Les sentiments les plus chevaleresques demandent toujours que l'on tienne compte des sentiments des autres. Nous le savons tous, nombre de personnes, jeunes et vieilles, acceptent des stimulants uniquement parce qu'elles croient faire plaisir aux autres. Elles désirent ne pas indisposer les gens en refusant de prendre un verre offert par hospitalité. Pour certaines natures extrêmement sensibles se dérober à quelque habitude, mode ou coutume admises dans la société exige beaucoup plus de courage qu'il ne leur en faut pour affronter un réel danger. La noblesse de caractère exige toujours qu'on tienne compte des sentiments des autres. On pourrait même faire en sorte qu'un changement d'attitude dans certains domaines en temps de guerre constitue un nouveau code d'honneur.

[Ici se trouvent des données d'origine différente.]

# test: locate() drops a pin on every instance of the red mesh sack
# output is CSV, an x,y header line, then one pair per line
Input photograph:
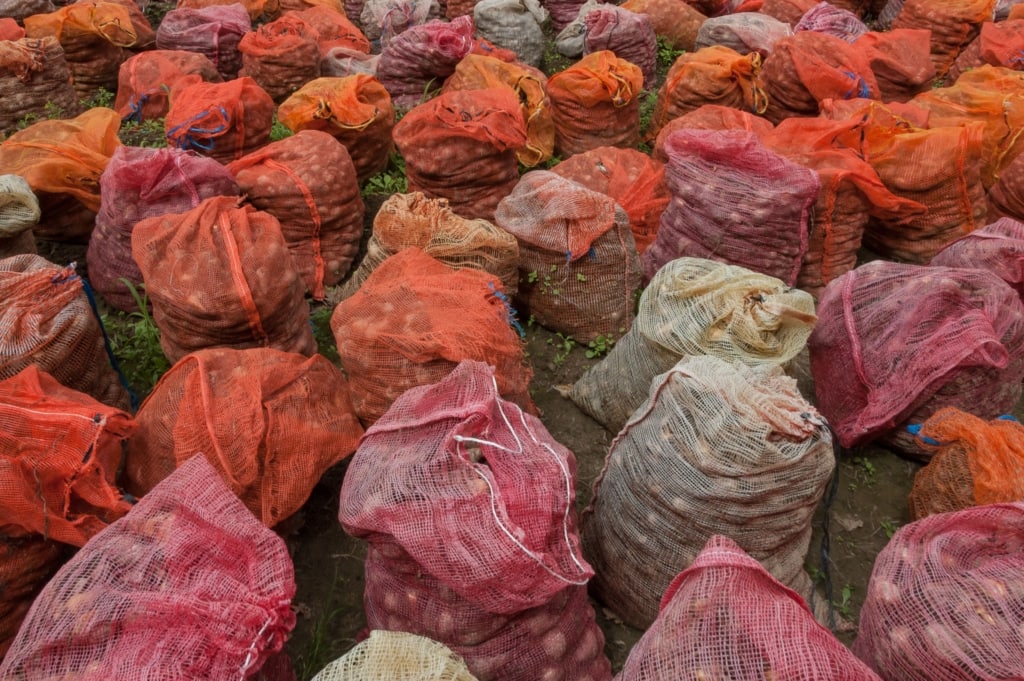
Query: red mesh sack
x,y
188,583
61,451
221,275
136,184
356,110
579,270
672,479
308,182
726,616
223,121
213,31
461,146
729,193
944,597
413,321
595,102
895,343
633,179
46,321
269,422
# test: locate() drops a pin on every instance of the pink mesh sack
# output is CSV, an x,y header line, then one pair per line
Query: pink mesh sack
x,y
726,618
188,583
895,343
944,600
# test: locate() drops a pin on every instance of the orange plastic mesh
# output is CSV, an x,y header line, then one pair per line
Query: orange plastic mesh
x,y
356,110
221,275
60,452
413,321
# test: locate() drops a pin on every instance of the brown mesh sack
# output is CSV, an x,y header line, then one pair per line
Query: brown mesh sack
x,y
694,306
579,270
413,220
896,342
269,422
595,102
223,121
61,451
476,72
461,145
221,274
717,449
413,321
308,182
355,110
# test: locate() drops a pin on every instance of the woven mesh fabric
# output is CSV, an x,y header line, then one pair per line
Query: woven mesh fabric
x,y
221,274
138,183
213,31
46,321
187,586
61,450
694,306
397,656
717,449
945,597
896,342
726,618
579,270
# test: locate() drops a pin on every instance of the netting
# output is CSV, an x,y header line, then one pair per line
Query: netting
x,y
717,449
944,597
308,182
220,274
188,583
694,306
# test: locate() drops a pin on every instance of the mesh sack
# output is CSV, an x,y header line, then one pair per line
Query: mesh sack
x,y
413,321
729,193
477,72
694,306
633,179
461,145
188,583
422,57
34,76
136,184
355,110
412,220
221,275
579,270
388,655
269,422
895,343
61,451
213,31
945,597
308,182
46,321
223,121
595,102
726,618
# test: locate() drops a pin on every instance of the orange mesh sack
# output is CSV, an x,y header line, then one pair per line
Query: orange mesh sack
x,y
710,439
412,220
973,463
221,275
579,270
461,145
269,422
61,451
46,322
694,306
223,121
356,110
413,321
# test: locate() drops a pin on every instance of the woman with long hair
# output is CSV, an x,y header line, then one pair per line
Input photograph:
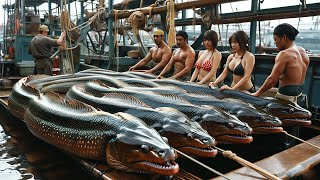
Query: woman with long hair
x,y
240,63
208,60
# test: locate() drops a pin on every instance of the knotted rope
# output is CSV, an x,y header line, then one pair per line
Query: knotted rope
x,y
137,21
170,19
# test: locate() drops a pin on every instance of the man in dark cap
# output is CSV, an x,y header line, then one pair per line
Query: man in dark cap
x,y
290,69
290,66
41,50
159,54
182,59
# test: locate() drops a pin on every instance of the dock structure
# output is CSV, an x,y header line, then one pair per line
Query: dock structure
x,y
107,38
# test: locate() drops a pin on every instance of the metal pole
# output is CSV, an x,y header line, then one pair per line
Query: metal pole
x,y
23,19
49,19
82,11
253,27
110,28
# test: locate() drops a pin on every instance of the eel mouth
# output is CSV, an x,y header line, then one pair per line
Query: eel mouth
x,y
168,169
295,122
267,129
234,139
199,151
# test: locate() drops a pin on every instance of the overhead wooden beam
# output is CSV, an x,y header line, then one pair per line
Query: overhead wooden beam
x,y
178,6
252,17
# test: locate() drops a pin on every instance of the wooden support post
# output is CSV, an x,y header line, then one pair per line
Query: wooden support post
x,y
179,6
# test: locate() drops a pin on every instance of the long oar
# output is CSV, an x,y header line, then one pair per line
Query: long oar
x,y
233,156
285,132
203,165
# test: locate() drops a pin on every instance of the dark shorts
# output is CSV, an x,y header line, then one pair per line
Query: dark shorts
x,y
291,90
43,66
252,89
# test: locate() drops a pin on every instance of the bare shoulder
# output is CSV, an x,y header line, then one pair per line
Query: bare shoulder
x,y
166,48
229,57
191,50
217,52
283,56
153,48
250,55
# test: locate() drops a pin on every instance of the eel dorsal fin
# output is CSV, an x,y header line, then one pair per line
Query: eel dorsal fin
x,y
36,77
70,103
126,98
30,89
98,82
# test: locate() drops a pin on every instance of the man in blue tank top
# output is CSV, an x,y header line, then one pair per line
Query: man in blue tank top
x,y
290,69
290,66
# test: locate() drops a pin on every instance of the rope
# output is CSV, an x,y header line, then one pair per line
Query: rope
x,y
170,20
137,21
233,156
116,36
285,132
203,165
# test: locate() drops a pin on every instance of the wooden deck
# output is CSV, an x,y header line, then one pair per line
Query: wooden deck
x,y
286,164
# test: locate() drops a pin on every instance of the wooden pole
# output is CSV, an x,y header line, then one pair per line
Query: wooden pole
x,y
178,6
253,17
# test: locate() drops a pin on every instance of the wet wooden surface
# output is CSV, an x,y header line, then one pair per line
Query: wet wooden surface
x,y
286,164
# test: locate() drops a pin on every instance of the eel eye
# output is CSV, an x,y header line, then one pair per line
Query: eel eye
x,y
145,148
190,136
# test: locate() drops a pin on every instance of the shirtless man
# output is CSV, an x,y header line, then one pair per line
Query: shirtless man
x,y
182,59
160,54
290,66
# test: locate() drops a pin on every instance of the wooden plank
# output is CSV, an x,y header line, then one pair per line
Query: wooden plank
x,y
178,6
286,164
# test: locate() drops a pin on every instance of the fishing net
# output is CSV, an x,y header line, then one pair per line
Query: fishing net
x,y
137,21
170,19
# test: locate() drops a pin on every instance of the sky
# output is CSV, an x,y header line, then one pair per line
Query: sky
x,y
226,8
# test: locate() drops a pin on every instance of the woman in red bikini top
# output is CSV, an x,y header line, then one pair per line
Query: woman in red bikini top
x,y
208,60
240,63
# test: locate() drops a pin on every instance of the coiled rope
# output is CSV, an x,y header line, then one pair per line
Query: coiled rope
x,y
170,19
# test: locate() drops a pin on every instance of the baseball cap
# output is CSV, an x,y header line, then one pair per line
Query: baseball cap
x,y
43,28
158,32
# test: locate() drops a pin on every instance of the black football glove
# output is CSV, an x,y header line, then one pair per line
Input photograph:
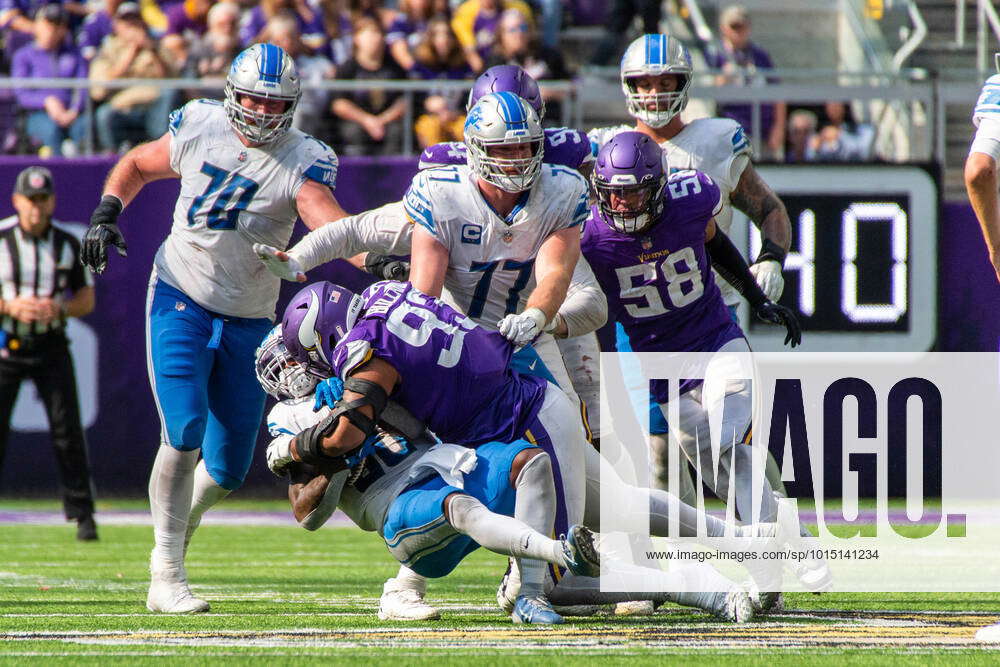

De même que, dans le conflit actuel pour la suprématie mondiale. de nouvelles méthodes et de nouvelles armes en sont venues à remplacer les anciennes méthodes et les anciennes armes qui étaient moins efficaces, ainsi un effort total de guerre en est venu à signifier une nouvelle orientation dans chaque ville, dans chaque groupement social, dans chaque usine, dans chaque caserne et dans chaque foyer, et un exemple que tous seront tentés de suivre.

La protection divine


En cette saison de Noël, et à la fin de la présente année, au cours de laquelle le sacrifice d'autres vies a épargné les nôtres, ne prendrons-nous pas la résolution de faire tout notre possible pour éviter d'autres sacrifices de vies humaines et pour abréger la durée de cette terrible guerre? Au cours de l'année prochaine nos forces armées seront probablement engagées dans une lutte à mort avec l'ennemi. Nous verrons peut-être la plus grande épreuve que notre jeune pays ait été appelé à traverser. Pour être à la hauteur de cette épreuve, il faut recourir à la protection divine.